LL: Think you will find that Geoff Davis and Manfred Weil died fighting the fires on my father’s property at Penna which was called Preston
LR: My mum was in Hobart and on the bus on the way back, they were stopped at Mount Rumney and told that Sorell and Midway Point was gone. I was 2 months old, my sister was one and learnt to walk that day
KC: I remember the 67 fires like it was yesterday. From being down at Park Beach swimming and getting home at lunch time. After going to the causeway because it was so hot, my friend and I noticed ash falling from the sky, we decided to go to our homes. When I got to the Blue Bell Inn (which was our home, my father was Allan Newitt) I went up stairs to the kitchen and Dad had been eating lunch. You can see Reynolds Hill from the window and dad had seen the fire coming from that direction. So he and Len Tapp who was staying with us went down and lit the race course because the fire would have jumped Arthur St and the whole of Sorell would have gone. I went up to the primary school and found Dad, he could hardly see out of his eyes for the smoke. The fire had come up behind the primary school. Dad asked me to drive him and the local police man back near where the sale yards used to be. We went down Pelham St to the Arthur Highway.

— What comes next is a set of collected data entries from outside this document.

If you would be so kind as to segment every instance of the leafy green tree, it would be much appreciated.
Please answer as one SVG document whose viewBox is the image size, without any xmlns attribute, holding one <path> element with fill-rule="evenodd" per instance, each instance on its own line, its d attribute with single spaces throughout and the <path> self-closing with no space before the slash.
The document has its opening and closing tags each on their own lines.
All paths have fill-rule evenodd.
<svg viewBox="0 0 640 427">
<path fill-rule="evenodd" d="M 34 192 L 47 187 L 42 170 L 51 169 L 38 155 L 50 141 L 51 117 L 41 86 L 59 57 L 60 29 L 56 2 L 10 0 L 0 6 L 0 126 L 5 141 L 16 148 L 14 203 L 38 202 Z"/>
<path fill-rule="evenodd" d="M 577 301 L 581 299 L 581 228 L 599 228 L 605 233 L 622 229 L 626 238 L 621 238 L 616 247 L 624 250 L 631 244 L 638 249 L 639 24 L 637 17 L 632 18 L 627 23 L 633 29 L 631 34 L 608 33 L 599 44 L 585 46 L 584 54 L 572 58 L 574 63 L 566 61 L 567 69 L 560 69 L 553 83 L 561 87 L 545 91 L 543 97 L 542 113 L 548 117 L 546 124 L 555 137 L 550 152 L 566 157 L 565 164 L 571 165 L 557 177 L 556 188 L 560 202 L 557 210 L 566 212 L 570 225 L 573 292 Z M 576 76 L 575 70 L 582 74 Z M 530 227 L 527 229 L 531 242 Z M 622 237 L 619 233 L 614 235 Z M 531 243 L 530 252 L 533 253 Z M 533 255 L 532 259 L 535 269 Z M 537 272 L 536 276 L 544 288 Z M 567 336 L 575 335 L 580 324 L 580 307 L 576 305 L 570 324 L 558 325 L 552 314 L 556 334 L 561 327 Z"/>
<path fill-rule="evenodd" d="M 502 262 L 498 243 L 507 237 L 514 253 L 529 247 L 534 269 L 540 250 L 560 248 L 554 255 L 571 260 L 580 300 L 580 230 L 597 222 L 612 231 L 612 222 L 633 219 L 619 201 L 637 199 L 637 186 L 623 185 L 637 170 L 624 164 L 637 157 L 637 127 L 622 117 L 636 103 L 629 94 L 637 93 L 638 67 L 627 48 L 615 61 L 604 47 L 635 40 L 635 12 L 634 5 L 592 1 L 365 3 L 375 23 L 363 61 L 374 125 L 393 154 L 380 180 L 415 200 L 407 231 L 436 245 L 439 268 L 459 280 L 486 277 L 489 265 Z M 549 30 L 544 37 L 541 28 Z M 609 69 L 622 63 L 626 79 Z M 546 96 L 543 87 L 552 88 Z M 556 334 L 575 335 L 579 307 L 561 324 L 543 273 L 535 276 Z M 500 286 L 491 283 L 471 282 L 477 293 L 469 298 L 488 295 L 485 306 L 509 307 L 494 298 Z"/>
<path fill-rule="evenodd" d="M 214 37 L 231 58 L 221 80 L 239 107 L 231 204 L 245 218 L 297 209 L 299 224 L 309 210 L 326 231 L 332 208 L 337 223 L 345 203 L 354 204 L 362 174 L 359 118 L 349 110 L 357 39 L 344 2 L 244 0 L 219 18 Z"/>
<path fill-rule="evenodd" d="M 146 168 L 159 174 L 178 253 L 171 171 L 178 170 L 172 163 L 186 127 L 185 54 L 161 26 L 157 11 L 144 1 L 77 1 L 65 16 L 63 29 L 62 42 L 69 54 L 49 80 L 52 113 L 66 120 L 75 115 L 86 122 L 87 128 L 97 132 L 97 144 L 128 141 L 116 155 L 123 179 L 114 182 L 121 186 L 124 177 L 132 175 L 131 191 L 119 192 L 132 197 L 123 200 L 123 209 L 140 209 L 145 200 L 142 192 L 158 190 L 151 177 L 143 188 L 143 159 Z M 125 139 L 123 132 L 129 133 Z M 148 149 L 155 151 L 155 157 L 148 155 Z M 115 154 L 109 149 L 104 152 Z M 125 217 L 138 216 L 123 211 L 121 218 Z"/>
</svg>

I was scared because I didn’t have a licence but when I said this to the policeman he just said that I had done a good job girlie. Then Dad wanted to go to Penna and when we got there, there was all these poor sheep all charred and burnt. There were some local lads hanging about so Dad got them to help him to put the sheep down. The only thing that Dad found was an old railway spike to use to put them down with. It was an awful sight but Dad did the only thing he could to put them out of their misery. That’s what I remember about the 67 fires.
Readers: What has been your memory of bushfires or a disaster in your area of the world?